"Oh, but you are not being realistic!" One may occasionally find himself challenged by such a remark as this because of his refusal to accept as real some inharmonious or afflictive testimony presented by the five mortal senses; in other words, because he refuses to compromise with error. Obviously the maker of such a remark does not understand the teachings of Christian Science. He may be prompted to make it because he is irked by one's refusal, as a Christian Scientist, to resort to material means as a remedy for some, illness or some other inharmony.
Such a refusal, however, is made in strict conformity with the teachings of Christian Science, which make clear that good and evil, Spirit and matter, cannot both be true. A Christian Scientist fully accepts the fact that God, the only and all-good creator of man and the universe, could not and did not create anything but good, and that He created man in His own image and likeness, as the Scriptures so plainly state (Gen. 1:27, 31): "So God created man in his own image, in the image of God created he him.... And God saw every thing that he had made, and, behold, it was very good." Therefore the Scientist is convinced that whatever appears in human experience as harmful and destructive is unreal and nonexistent.

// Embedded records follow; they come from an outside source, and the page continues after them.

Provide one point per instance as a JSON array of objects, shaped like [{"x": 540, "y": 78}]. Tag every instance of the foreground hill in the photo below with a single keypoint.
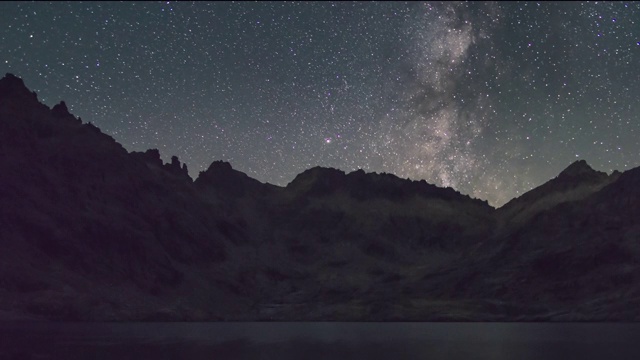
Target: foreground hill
[{"x": 90, "y": 231}]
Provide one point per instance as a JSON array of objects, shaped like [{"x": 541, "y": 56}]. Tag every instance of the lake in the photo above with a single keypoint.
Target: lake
[{"x": 321, "y": 340}]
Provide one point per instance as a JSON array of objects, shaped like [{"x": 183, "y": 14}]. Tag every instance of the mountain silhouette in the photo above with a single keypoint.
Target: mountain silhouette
[{"x": 90, "y": 231}]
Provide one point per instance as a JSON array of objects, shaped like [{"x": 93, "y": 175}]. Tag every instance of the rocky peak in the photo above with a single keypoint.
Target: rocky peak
[
  {"x": 60, "y": 110},
  {"x": 318, "y": 181},
  {"x": 13, "y": 86}
]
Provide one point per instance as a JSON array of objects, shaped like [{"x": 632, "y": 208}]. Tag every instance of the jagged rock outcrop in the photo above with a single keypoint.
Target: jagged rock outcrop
[{"x": 90, "y": 231}]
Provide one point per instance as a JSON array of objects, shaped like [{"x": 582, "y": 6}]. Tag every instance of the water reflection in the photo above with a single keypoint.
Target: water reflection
[{"x": 319, "y": 341}]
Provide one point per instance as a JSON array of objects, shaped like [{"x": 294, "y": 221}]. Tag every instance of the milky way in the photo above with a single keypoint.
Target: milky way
[{"x": 491, "y": 99}]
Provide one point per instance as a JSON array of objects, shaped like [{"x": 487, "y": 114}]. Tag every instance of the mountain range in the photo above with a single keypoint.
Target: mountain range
[{"x": 90, "y": 231}]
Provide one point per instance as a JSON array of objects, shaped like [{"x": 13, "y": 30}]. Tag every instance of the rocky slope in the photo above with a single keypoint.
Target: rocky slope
[{"x": 90, "y": 231}]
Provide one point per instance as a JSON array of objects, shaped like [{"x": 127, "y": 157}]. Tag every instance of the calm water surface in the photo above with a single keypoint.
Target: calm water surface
[{"x": 329, "y": 340}]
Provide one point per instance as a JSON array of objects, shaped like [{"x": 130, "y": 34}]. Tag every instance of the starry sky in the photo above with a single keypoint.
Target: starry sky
[{"x": 491, "y": 99}]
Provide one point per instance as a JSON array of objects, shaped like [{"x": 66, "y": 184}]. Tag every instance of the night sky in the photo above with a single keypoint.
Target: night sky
[{"x": 491, "y": 99}]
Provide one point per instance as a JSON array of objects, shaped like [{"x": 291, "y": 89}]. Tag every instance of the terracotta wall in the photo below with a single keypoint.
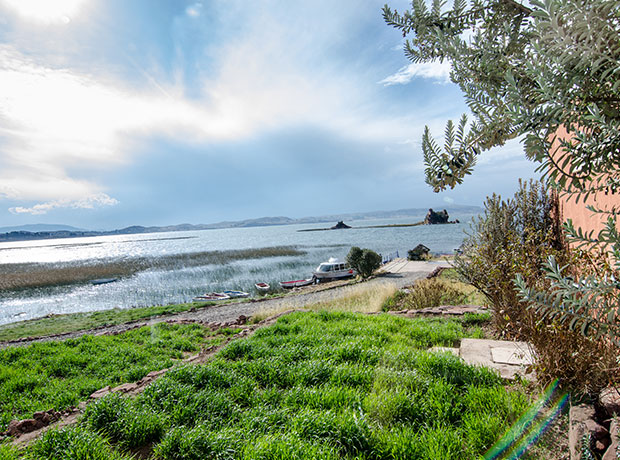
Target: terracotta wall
[{"x": 581, "y": 216}]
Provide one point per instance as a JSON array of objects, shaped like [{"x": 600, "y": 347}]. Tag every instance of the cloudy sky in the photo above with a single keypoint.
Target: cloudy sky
[{"x": 157, "y": 112}]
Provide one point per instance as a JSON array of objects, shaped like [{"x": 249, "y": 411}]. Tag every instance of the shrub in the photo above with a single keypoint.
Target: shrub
[
  {"x": 515, "y": 237},
  {"x": 365, "y": 261},
  {"x": 428, "y": 293}
]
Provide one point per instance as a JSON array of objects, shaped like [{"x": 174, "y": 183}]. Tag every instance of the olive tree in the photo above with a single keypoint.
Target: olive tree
[{"x": 527, "y": 71}]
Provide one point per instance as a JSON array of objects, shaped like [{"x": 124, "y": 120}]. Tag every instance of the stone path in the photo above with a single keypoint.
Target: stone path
[{"x": 510, "y": 359}]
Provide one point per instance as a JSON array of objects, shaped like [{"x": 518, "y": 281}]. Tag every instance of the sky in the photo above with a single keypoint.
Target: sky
[{"x": 159, "y": 112}]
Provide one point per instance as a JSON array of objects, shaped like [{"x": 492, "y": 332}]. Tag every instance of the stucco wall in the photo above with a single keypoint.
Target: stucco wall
[{"x": 582, "y": 217}]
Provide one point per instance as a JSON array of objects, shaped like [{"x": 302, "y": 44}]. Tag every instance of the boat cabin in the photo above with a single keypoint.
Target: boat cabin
[{"x": 333, "y": 269}]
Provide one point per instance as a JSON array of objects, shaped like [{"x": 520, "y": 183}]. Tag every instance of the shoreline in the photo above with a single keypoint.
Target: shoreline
[
  {"x": 399, "y": 272},
  {"x": 357, "y": 228}
]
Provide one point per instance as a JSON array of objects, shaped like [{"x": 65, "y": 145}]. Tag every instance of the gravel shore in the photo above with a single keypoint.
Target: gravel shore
[{"x": 399, "y": 273}]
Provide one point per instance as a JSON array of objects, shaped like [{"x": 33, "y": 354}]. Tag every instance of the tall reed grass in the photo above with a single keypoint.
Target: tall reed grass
[{"x": 20, "y": 276}]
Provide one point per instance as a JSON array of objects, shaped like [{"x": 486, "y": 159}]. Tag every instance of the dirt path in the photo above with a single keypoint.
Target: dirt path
[{"x": 399, "y": 273}]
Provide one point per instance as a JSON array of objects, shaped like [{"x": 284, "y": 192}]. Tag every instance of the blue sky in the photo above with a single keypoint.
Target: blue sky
[{"x": 157, "y": 112}]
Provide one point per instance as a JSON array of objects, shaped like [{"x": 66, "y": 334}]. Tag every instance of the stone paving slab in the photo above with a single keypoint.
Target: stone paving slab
[
  {"x": 454, "y": 351},
  {"x": 508, "y": 358}
]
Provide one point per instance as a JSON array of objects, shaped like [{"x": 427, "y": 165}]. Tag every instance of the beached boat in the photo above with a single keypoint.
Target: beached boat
[
  {"x": 262, "y": 286},
  {"x": 103, "y": 281},
  {"x": 212, "y": 296},
  {"x": 236, "y": 294},
  {"x": 333, "y": 269},
  {"x": 296, "y": 283}
]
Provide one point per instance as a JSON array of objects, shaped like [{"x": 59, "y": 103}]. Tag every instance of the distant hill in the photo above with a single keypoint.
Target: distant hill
[
  {"x": 45, "y": 231},
  {"x": 41, "y": 228}
]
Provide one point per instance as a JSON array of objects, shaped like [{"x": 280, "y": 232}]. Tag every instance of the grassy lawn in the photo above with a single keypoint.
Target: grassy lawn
[
  {"x": 319, "y": 385},
  {"x": 446, "y": 289},
  {"x": 57, "y": 375}
]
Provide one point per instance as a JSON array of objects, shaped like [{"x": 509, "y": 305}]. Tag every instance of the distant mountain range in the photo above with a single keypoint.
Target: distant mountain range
[
  {"x": 45, "y": 231},
  {"x": 41, "y": 228}
]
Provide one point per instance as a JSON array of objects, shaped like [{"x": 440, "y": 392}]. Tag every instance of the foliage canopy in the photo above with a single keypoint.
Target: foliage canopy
[{"x": 530, "y": 72}]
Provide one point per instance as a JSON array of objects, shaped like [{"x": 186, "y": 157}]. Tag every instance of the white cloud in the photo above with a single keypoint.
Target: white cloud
[
  {"x": 54, "y": 120},
  {"x": 45, "y": 11},
  {"x": 439, "y": 71},
  {"x": 89, "y": 202}
]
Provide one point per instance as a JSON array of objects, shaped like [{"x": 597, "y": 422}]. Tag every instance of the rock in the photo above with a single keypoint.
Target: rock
[
  {"x": 598, "y": 431},
  {"x": 612, "y": 450},
  {"x": 577, "y": 417},
  {"x": 420, "y": 252},
  {"x": 125, "y": 388},
  {"x": 601, "y": 445},
  {"x": 339, "y": 226},
  {"x": 610, "y": 400},
  {"x": 17, "y": 427},
  {"x": 100, "y": 393},
  {"x": 433, "y": 217}
]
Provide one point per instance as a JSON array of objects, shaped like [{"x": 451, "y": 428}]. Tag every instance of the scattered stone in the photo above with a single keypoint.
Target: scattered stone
[
  {"x": 241, "y": 320},
  {"x": 601, "y": 446},
  {"x": 420, "y": 252},
  {"x": 454, "y": 351},
  {"x": 612, "y": 450},
  {"x": 125, "y": 388},
  {"x": 100, "y": 393},
  {"x": 434, "y": 274},
  {"x": 457, "y": 310},
  {"x": 610, "y": 400},
  {"x": 577, "y": 417},
  {"x": 598, "y": 431},
  {"x": 479, "y": 352},
  {"x": 17, "y": 427}
]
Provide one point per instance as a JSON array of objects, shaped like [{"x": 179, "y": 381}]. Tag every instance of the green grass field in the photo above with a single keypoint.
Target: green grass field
[
  {"x": 57, "y": 375},
  {"x": 321, "y": 385}
]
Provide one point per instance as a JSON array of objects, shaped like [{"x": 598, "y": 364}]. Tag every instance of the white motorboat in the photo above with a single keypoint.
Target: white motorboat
[
  {"x": 333, "y": 269},
  {"x": 296, "y": 283}
]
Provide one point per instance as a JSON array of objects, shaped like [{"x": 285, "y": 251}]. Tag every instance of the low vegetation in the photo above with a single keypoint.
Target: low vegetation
[
  {"x": 314, "y": 385},
  {"x": 446, "y": 289},
  {"x": 57, "y": 375},
  {"x": 364, "y": 261},
  {"x": 514, "y": 237}
]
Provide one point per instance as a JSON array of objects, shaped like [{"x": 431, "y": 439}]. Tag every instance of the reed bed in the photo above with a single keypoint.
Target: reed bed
[{"x": 23, "y": 276}]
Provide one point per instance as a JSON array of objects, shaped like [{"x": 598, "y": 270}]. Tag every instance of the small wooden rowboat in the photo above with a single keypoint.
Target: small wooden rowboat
[
  {"x": 236, "y": 294},
  {"x": 103, "y": 281},
  {"x": 296, "y": 283},
  {"x": 262, "y": 286},
  {"x": 211, "y": 296}
]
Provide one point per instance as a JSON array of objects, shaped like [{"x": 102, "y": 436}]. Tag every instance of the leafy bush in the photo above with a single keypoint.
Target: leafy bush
[
  {"x": 515, "y": 237},
  {"x": 428, "y": 293},
  {"x": 364, "y": 261}
]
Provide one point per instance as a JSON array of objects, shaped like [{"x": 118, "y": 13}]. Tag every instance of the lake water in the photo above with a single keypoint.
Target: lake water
[{"x": 181, "y": 284}]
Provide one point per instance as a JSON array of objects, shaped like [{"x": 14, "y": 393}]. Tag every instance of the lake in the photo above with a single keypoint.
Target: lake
[{"x": 180, "y": 283}]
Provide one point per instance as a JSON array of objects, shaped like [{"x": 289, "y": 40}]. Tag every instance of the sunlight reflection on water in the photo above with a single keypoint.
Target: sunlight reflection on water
[{"x": 181, "y": 284}]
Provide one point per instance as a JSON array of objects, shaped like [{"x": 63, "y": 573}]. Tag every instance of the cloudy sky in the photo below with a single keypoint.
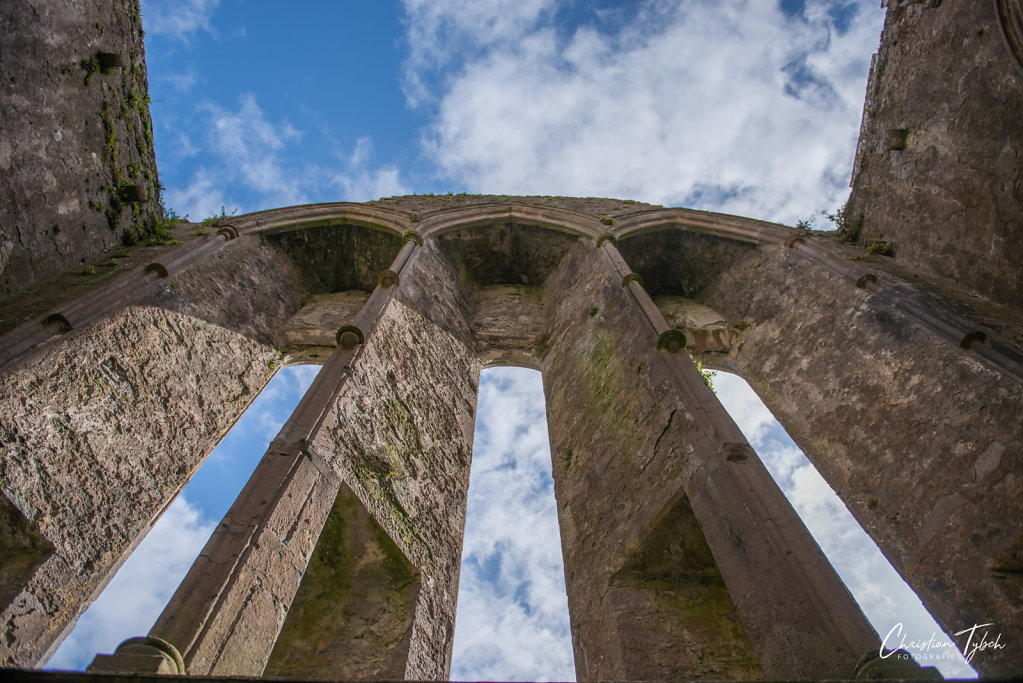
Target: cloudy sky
[{"x": 749, "y": 107}]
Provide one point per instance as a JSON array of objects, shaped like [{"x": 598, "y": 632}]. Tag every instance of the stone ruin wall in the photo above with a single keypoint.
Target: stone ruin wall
[{"x": 901, "y": 386}]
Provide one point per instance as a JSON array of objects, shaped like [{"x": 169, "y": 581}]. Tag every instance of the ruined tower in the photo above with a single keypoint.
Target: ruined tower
[{"x": 900, "y": 377}]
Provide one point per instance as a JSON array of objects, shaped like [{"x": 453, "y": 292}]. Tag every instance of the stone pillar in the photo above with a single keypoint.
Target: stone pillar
[
  {"x": 226, "y": 613},
  {"x": 919, "y": 435},
  {"x": 639, "y": 443},
  {"x": 391, "y": 414}
]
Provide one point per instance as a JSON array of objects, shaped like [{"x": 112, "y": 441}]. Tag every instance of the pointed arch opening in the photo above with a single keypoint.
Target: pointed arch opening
[{"x": 888, "y": 602}]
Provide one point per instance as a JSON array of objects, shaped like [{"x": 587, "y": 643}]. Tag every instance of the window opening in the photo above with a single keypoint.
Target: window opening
[
  {"x": 142, "y": 587},
  {"x": 513, "y": 620},
  {"x": 879, "y": 590}
]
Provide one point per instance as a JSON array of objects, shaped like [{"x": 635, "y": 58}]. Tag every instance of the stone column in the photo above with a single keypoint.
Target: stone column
[
  {"x": 225, "y": 616},
  {"x": 646, "y": 459}
]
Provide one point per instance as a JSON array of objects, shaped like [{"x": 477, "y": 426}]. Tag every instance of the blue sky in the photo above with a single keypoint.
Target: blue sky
[{"x": 748, "y": 106}]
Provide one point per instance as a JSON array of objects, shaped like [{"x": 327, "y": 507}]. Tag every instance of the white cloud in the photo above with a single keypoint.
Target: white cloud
[
  {"x": 201, "y": 198},
  {"x": 442, "y": 33},
  {"x": 358, "y": 182},
  {"x": 249, "y": 163},
  {"x": 736, "y": 107},
  {"x": 178, "y": 18},
  {"x": 513, "y": 608},
  {"x": 132, "y": 601}
]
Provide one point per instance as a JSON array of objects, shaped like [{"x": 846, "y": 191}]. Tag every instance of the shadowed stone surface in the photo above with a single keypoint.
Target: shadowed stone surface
[
  {"x": 352, "y": 617},
  {"x": 951, "y": 199},
  {"x": 403, "y": 441},
  {"x": 671, "y": 530},
  {"x": 71, "y": 134}
]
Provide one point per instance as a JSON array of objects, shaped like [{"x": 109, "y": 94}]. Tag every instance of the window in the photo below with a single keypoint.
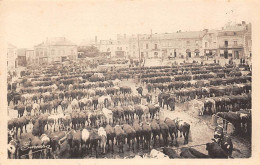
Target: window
[
  {"x": 226, "y": 43},
  {"x": 156, "y": 54},
  {"x": 206, "y": 44},
  {"x": 197, "y": 43},
  {"x": 141, "y": 45}
]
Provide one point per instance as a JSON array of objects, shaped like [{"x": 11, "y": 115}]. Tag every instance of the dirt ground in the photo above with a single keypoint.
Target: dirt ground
[{"x": 201, "y": 132}]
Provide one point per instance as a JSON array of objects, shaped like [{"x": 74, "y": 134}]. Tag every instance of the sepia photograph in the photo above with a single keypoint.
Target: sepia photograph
[{"x": 128, "y": 79}]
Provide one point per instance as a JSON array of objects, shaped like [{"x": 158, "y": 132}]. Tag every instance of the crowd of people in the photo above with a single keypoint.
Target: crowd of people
[{"x": 75, "y": 110}]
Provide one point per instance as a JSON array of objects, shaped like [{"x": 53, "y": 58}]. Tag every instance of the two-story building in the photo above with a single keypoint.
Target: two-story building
[
  {"x": 11, "y": 57},
  {"x": 234, "y": 41},
  {"x": 210, "y": 43},
  {"x": 21, "y": 57},
  {"x": 55, "y": 50},
  {"x": 30, "y": 58},
  {"x": 177, "y": 45}
]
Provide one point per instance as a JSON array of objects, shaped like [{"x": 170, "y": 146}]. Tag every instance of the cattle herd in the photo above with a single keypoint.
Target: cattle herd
[{"x": 73, "y": 110}]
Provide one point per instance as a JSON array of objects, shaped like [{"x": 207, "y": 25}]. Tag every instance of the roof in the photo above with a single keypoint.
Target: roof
[
  {"x": 59, "y": 41},
  {"x": 11, "y": 46},
  {"x": 182, "y": 35},
  {"x": 178, "y": 35},
  {"x": 21, "y": 52}
]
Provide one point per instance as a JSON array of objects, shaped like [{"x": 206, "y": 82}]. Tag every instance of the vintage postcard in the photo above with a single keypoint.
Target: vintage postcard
[{"x": 142, "y": 81}]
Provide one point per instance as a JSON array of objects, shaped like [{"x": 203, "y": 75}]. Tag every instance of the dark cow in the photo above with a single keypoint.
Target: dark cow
[
  {"x": 138, "y": 130},
  {"x": 164, "y": 129},
  {"x": 140, "y": 90},
  {"x": 155, "y": 130},
  {"x": 171, "y": 103},
  {"x": 130, "y": 135},
  {"x": 147, "y": 131},
  {"x": 184, "y": 129},
  {"x": 215, "y": 150},
  {"x": 192, "y": 153},
  {"x": 110, "y": 136},
  {"x": 227, "y": 145},
  {"x": 120, "y": 137},
  {"x": 170, "y": 152},
  {"x": 173, "y": 130}
]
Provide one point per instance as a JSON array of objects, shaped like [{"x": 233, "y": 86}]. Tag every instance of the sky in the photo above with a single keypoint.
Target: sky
[{"x": 28, "y": 23}]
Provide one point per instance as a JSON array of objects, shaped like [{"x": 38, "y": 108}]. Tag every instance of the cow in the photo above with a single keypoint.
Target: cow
[
  {"x": 215, "y": 150},
  {"x": 110, "y": 136},
  {"x": 184, "y": 129},
  {"x": 130, "y": 135}
]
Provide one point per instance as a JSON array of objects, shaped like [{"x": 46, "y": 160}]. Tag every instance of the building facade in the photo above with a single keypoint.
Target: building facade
[
  {"x": 11, "y": 57},
  {"x": 114, "y": 48},
  {"x": 55, "y": 50},
  {"x": 232, "y": 41},
  {"x": 176, "y": 45},
  {"x": 30, "y": 58},
  {"x": 21, "y": 57}
]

The dual nature of mortal mind, which accepts as real both good and evil, Spirit and matter, finds no place in the inspired revelation of Truth, which Mary Baker Eddy, the Discoverer and Founder of Christian Science, has given to this age. With the assurance, certainty, and directness so characteristic of her statements of truth she points out the mistake of such a position, and the unhappy results that it brings, when she writes in "Science and Health with Key to the Scriptures" (p. 216): "The great mistake of mortals is to suppose that man, God's image and likeness, is both matter and Spirit, both good and evil. If the decision were, left to the corporeal senses, evil would appear to be the master of good, and sickness to be the rule of existence, while health would seem the exception, death the inevitable, and life a paradox."